Cinquecentosessanta milioni di euro. Sarebbe questa la cifra record che il Qatar avrebbe offerto per acquistare la Società Sportiva Calcio Napoli. Nessuna smentita è giunta sinora dal club partenopeo: il presidente, Aurelio De Laurentiis, ci sta pensando? I tormenti d’inizio stagione della sua squadra potrebbero in effetti indurlo a mollare la presa e a disfarsi di quello che per il magnate del cinema sembra essersi trasformato da una gioia a un pesante fardello dal punto di vista gestionale.

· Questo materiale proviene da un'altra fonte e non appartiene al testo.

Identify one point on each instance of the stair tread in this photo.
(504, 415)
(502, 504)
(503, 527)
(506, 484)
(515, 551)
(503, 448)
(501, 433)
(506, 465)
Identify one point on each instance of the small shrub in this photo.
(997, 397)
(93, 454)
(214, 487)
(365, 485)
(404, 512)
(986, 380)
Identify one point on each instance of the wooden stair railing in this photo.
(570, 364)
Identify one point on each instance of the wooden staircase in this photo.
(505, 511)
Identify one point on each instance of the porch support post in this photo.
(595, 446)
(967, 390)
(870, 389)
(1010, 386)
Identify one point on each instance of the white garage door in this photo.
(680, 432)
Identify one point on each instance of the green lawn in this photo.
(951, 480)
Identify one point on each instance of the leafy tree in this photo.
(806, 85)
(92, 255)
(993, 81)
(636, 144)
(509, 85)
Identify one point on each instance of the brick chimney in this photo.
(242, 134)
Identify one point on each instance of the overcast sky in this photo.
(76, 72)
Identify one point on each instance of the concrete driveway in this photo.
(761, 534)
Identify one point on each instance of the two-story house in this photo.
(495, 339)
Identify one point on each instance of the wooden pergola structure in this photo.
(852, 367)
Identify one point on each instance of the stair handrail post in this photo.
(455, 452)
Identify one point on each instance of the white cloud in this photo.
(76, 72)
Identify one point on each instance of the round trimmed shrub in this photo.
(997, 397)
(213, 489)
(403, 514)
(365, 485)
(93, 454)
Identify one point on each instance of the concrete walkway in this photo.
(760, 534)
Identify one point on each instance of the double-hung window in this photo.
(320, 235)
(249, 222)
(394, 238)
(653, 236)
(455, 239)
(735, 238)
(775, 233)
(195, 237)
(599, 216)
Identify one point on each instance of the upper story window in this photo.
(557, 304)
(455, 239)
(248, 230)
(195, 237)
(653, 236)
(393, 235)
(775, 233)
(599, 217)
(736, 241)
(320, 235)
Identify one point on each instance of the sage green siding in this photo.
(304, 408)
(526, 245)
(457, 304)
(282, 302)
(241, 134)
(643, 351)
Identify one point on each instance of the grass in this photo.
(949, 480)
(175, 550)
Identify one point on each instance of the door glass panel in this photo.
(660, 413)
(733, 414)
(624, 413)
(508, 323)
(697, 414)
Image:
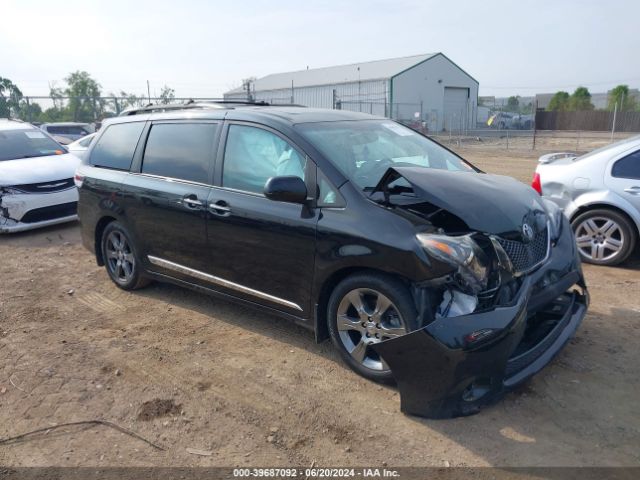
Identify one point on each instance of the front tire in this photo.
(120, 259)
(369, 308)
(604, 236)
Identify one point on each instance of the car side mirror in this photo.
(289, 189)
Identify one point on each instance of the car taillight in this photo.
(535, 183)
(78, 179)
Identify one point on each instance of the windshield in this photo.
(23, 143)
(364, 150)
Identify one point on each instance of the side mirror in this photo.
(289, 189)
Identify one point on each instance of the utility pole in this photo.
(613, 127)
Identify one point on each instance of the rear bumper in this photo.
(454, 366)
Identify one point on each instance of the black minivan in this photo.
(455, 284)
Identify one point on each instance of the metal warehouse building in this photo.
(430, 87)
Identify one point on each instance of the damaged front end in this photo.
(513, 296)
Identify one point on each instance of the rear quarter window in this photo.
(116, 146)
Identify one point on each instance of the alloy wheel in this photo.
(120, 258)
(599, 238)
(366, 317)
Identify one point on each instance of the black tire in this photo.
(401, 312)
(126, 279)
(625, 233)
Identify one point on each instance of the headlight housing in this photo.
(463, 253)
(10, 191)
(555, 218)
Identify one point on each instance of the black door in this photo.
(261, 250)
(167, 198)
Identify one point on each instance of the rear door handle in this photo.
(190, 201)
(220, 208)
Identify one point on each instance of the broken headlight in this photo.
(555, 218)
(10, 191)
(463, 253)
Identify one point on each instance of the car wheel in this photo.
(604, 237)
(365, 309)
(120, 258)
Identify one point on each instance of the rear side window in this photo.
(67, 130)
(180, 150)
(116, 146)
(627, 167)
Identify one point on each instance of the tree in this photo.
(10, 96)
(559, 102)
(167, 95)
(580, 100)
(620, 96)
(85, 104)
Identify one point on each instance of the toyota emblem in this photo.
(527, 232)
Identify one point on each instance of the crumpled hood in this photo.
(38, 169)
(492, 204)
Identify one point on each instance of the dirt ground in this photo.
(245, 388)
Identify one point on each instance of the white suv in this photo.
(36, 179)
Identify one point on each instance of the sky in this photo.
(203, 48)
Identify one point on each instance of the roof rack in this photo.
(191, 104)
(10, 119)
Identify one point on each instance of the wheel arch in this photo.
(322, 299)
(605, 206)
(100, 226)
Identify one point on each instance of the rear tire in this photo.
(604, 236)
(369, 308)
(120, 258)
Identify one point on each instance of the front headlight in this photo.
(10, 191)
(461, 252)
(555, 218)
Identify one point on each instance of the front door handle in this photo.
(191, 202)
(220, 208)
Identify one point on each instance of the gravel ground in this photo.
(245, 388)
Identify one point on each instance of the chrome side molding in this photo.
(176, 267)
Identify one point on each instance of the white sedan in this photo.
(36, 179)
(79, 147)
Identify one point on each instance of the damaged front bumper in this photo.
(453, 366)
(20, 212)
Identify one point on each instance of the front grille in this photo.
(526, 256)
(46, 187)
(50, 213)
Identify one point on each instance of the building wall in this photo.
(369, 97)
(415, 90)
(421, 89)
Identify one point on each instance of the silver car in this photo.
(600, 193)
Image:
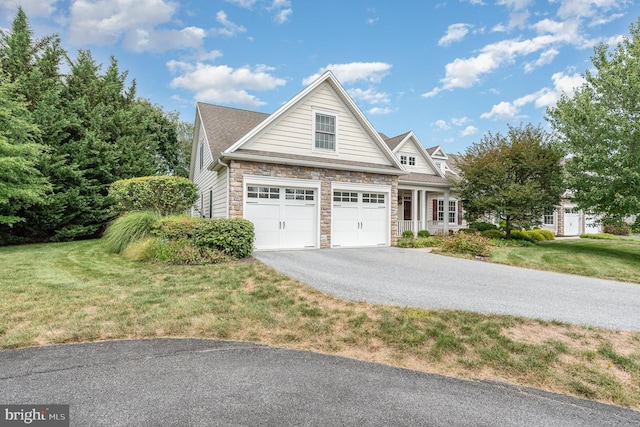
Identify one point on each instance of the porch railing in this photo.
(434, 227)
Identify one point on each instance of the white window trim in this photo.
(455, 211)
(324, 112)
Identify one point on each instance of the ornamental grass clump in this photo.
(466, 244)
(128, 228)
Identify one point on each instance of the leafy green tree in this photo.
(513, 177)
(21, 183)
(600, 129)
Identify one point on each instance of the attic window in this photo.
(325, 132)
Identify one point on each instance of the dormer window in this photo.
(325, 132)
(408, 160)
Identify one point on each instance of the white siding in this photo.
(220, 201)
(293, 133)
(203, 178)
(410, 149)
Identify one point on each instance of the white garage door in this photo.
(571, 221)
(283, 217)
(359, 219)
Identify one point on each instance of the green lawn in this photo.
(75, 292)
(606, 259)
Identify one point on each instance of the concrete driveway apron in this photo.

Se De Laurentiis, legittimamente, intende davvero porre fine alla sua avventura da presidente del Napoli, lo faccia però in un’altra maniera. Ovvero, non vendendo uno dei principali club italiani agli emiri del clan Al Thani, perché questi lo utilizzerebbero come volano per fare di Napoli un proprio feudo personale e non semplicemente per questioni legate agli affari.

De Laurentiis, impegnato in un tutt’altro settore, non avrà molto probabilmente sentito parlare di “Qatar Papers”, il libro inchiesta che descrive, prove e documenti inconfutabili alla mano, la strategia attuata da Doha al fine di propagare il fondamentalismo dei Fratelli Musulmani in tutta Europa, Italia compresa. Da un lato, business e investimenti; dall’altro, finanziamenti di moschee, associazioni, imam e militanti dediti al proselitismo e all’indottrinamento.